The third challenge arises in the design and implementation of suitably sensitive sub-cranial transceivers which can operate at low power (to avoid heating between skull and brain). In addition to these three challenges, this paper does not discuss how to deliver neural dust nodes into the cortex. The most direct approach would be to implant them at the tips of fine-wire arrays similar to those already used for neural recording. Neural dust nodes would be fabricated or post-fab assembled on the tips of array shanks, held there by surface tension or resorbable layers; a recent result demonstrates a similar approach to implant untethered LEDs into neural tissue
Once inserted and free, the array shanks would be withdrawn, allowing the tissue to heal. Kinetic delivery might also be an option, but there is no existing data to evaluate what effect such a method would have on brain tissue or the devices themselves.
The trans-cranial transmitter design also introduces multi-interrogator, multi-node communication possibilities that will need to be developed in order to enable the large number of recording sites envisioned in this paper. Because the neural dust nodes are smaller than a wavelength, the reflected signals will be subject to diffraction. With multiple nodes embedded and sufficiently wide transceivers, this presents an interesting inverse problem of potential benefit in resolving signals from different nodes. An alternative approach to multi-node communication would be to fabricate nodes with a variety of resonant frequencies and use frequency discrimination (i.e., each dust transmits on its own frequency channel).
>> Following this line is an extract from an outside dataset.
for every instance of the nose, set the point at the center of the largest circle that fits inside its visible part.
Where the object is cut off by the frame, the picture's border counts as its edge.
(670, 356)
Lastly, neural dust nodes with aspect ratios close to 1:1:1 will not only couple energy into modes along the two axes perpendicular to the transmission axis, they will also re-radiate along those axes. This means nodes lying near each other on a “horizontal” plane (relative to the top surface of the cortex) may see inter-node signal mixing. This has interesting implications for node-to-node communication.
Lastly, one of the more compelling possibilities would be to harness the considerable volume of research that has gone into micro- and nanoelectromechanical RF resonators (which easily operate in the MHz range and thin-film piezoelectric transducers to produce devices with better power coupling as a function of scale, thus facilitating extremely small (10’s of microns) dust nodes. This remains an open opportunity.